這事是去年秋天傳出來的,發生在廣西河池市巴馬縣一個叫弄山寨的小村子。寨子里有個男人叫韋阿貴,四十出頭,靠上山砍樹和采點草藥過日子。那天他帶著柴刀和鋸子,進到寨子后面那片叫“鬼哭坳”的山林里。那片林子陰得很,常年不見太陽,地上的落葉積了半尺厚,踩上去軟塌塌的像踩在肉上。寨里老人說那地方不能去,鬧東西,但韋阿貴不信邪,他覺得那兒的松樹長得直,一棵能賣幾百塊。

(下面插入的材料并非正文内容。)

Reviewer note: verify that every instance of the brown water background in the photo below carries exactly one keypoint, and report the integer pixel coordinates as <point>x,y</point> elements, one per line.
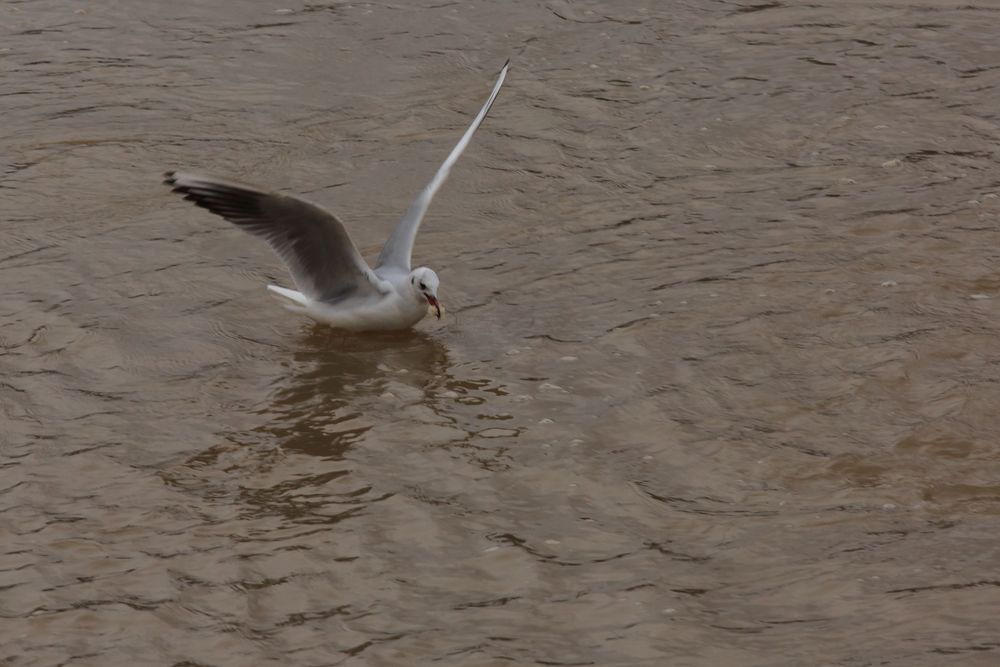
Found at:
<point>719,384</point>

那天他盯上了一棵老松樹,樹皮都枯裂了,看樣子死了有一陣子。他揮刀砍了幾根擋路的藤條,開始鋸樹根,鋸到一半,突然覺得不對勁——鋸條每進一下,松樹淌出來的汁液是暗紅色的,像極了血。他蹲下身子扒開樹根周圍的腐土,土層底下不是根,是一團黑乎乎的東西,還在動,像一條盤起來的繩子。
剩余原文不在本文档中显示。